読売新聞 / 2024年12月23日 15時40分

船井電機を巡る主な経緯

 AV機器メーカー・船井電機(大阪府大東市)が破産手続きの開始決定を受けてから、24日で2か月を迎える。解雇された社員のうち再就職先が決まったのは、半数以下にとどまるとみられる。元社員向けの求人では前職時より給与水準が低いケースが多く、元社員たちは厳しい年の瀬を迎えている。(杉山正樹)

 12月上旬、寒風が吹き付ける中、船井電機がある地域を管轄するハローワーク門真(大阪府門真市)から、失業保険や転職支援の手続きを終えた元社員たちが出てきた。
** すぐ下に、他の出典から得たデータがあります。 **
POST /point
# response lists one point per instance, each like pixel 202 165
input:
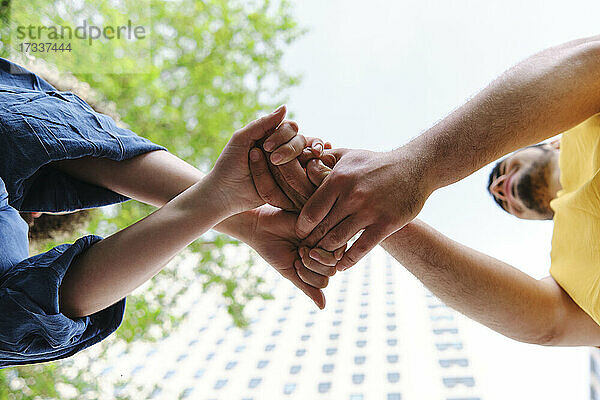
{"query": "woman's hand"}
pixel 231 174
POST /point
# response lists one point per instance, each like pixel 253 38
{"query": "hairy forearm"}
pixel 112 268
pixel 538 98
pixel 480 287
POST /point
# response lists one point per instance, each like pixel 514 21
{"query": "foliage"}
pixel 214 65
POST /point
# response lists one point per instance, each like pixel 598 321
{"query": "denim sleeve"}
pixel 32 329
pixel 38 127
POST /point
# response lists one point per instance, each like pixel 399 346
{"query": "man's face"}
pixel 524 183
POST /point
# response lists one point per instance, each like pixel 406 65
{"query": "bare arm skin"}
pixel 490 291
pixel 381 192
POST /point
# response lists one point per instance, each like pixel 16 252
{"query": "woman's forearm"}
pixel 153 178
pixel 478 286
pixel 112 268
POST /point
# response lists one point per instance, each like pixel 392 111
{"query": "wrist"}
pixel 414 162
pixel 240 226
pixel 203 201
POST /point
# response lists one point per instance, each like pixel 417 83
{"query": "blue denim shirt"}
pixel 38 125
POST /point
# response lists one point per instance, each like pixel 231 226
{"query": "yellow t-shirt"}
pixel 575 255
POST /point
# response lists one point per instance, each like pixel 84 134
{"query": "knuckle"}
pixel 322 281
pixel 352 258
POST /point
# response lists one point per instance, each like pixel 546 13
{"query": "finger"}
pixel 316 145
pixel 329 160
pixel 337 153
pixel 370 238
pixel 316 209
pixel 315 294
pixel 316 266
pixel 341 234
pixel 283 134
pixel 309 277
pixel 338 213
pixel 322 256
pixel 305 157
pixel 259 128
pixel 288 151
pixel 265 184
pixel 294 175
pixel 317 171
pixel 339 253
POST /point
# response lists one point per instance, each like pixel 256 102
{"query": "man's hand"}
pixel 377 192
pixel 272 236
pixel 231 173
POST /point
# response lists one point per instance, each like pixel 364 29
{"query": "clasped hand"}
pixel 337 193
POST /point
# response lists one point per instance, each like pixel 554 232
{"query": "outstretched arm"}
pixel 490 291
pixel 381 192
pixel 113 267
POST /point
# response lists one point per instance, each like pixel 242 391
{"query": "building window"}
pixel 441 317
pixel 327 368
pixel 392 358
pixel 269 347
pixel 461 362
pixel 254 382
pixel 452 382
pixel 446 346
pixel 240 348
pixel 324 387
pixel 220 384
pixel 230 365
pixel 289 388
pixel 445 330
pixel 199 373
pixel 169 374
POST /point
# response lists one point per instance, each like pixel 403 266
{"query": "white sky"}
pixel 377 73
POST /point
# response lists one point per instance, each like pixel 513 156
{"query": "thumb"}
pixel 259 128
pixel 332 156
pixel 317 171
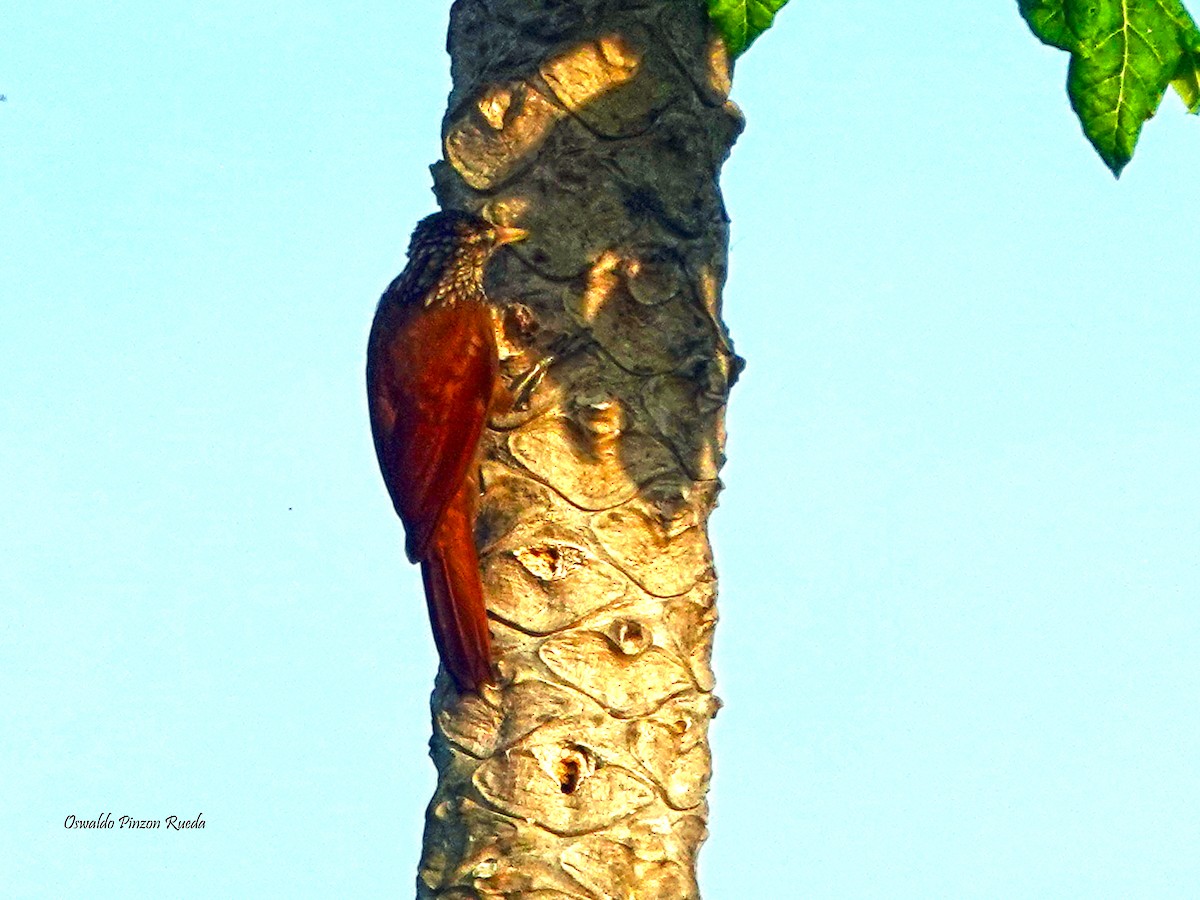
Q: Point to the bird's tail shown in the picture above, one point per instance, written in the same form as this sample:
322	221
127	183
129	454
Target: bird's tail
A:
455	597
元社員たちは近くの喫煙所などに集まり、情報交換などをしていた。表情はいずれも険しい。

 50歳代の男性は、複数の会社に応募したものの、不採用が続いている。船井時代と比べ、年収が数百万円ほど下がるケースが大半だといい、「通常の転職と違い、解雇なので足元を見られていると感じる」と嘆く。船井電機からは冬の賞与の支給はない。高校生の子どもや住宅ローンを抱える中、「厳しい年越しになる」と肩を落とした。

 AV機器の技術者だったという別の50歳代の男性は、何とか事務職で再就職が決まったといい、「もうテレビは作れないが、ほっとしている」と話した。だが、同じ部署のメンバーでは半数が再就職先が決まっておらず、「年齢のハードルが高い」とこぼした。

即日解雇

 船井電機は、主力のテレビの販売不振や事業多角化の失敗などで資金繰りが悪化し、創業家系の取締役が10月24日に、取締役会の議決を経ない準自己破産を申し立てた。同日、開始決定を受け、約550人の社員はその直後に突然、解雇を言い渡された。

 労働基準法では、少なくとも30日前に解雇予告の必要があるが、事前の予告はなかった。まだ支払われていない10月分の給与については、来年1月にも振り込まれることになった。

 労基法では、即日解雇の場合、「解雇予告手当」として30日分以上の平均賃金を支払う必要があるが、これまでに案内はないままだ。

「ブランド残して」

 行政による支援も実施されている。ハローワーク門真では10月29日から、元社員の採用を受け入れる企業を募集し、11月22日までに1500社から計3500件の応募があった。しかし、大阪労働局管内で求職登録をした約330人の元社員で再就職先が決まったのは、「半分にも届かない」(大阪労働局)水準だという。

 同労働局は、突然の解雇だったことを踏まえ、府内のハローワーク16か所で実施している「特別相談」を当面、継続して支援に当たる方針だ。

 船井電機でテレビ事業を担当していた40歳代の男性は、「社員をないがしろにした船井に戻ることはもうない。でも、長年働いた会社なので、『FUNAI』のブランドだけは残ってほしい」と語った。

民事再生求める動きも

 船井電機を巡っては、東京地裁が10月24日に破産手続きの開始を決定してから、異例の展開が続いている。

 破産申請前の9月27日に船井電機の会長に就いた元環境相の原田義昭氏と、親会社の船井電機・ホールディングス(現FUNAI GROUP)の代表取締役に就いた古寺誠一朗氏はそれぞれ、「グループ全体では債務超過ではない」などの理由で、地裁の破産の決定を不服として、東京高裁に取り消しを求めて10月30日までに即時抗告した。

 原田氏と古寺氏は互いに情報交換しているとみられる。このうち、原田氏については今月2日、東京地裁に、会社を残して再建を図る民事再生法の適用も申請した。適用のハードルは高いとされるが、原田氏は「希望する元社員には、船井グループへの再雇用か、再就職支援を行いたい」との考えを示している。

 一方、破産管財人は11月13日、親会社の破産手続きの開始を東京地裁に申し立てた。同社が保有する船井電機本社の不動産などの資産の売却を防ぐためとみられ、これに伴い地裁は同21日、親会社に資産の保全管理命令を出した。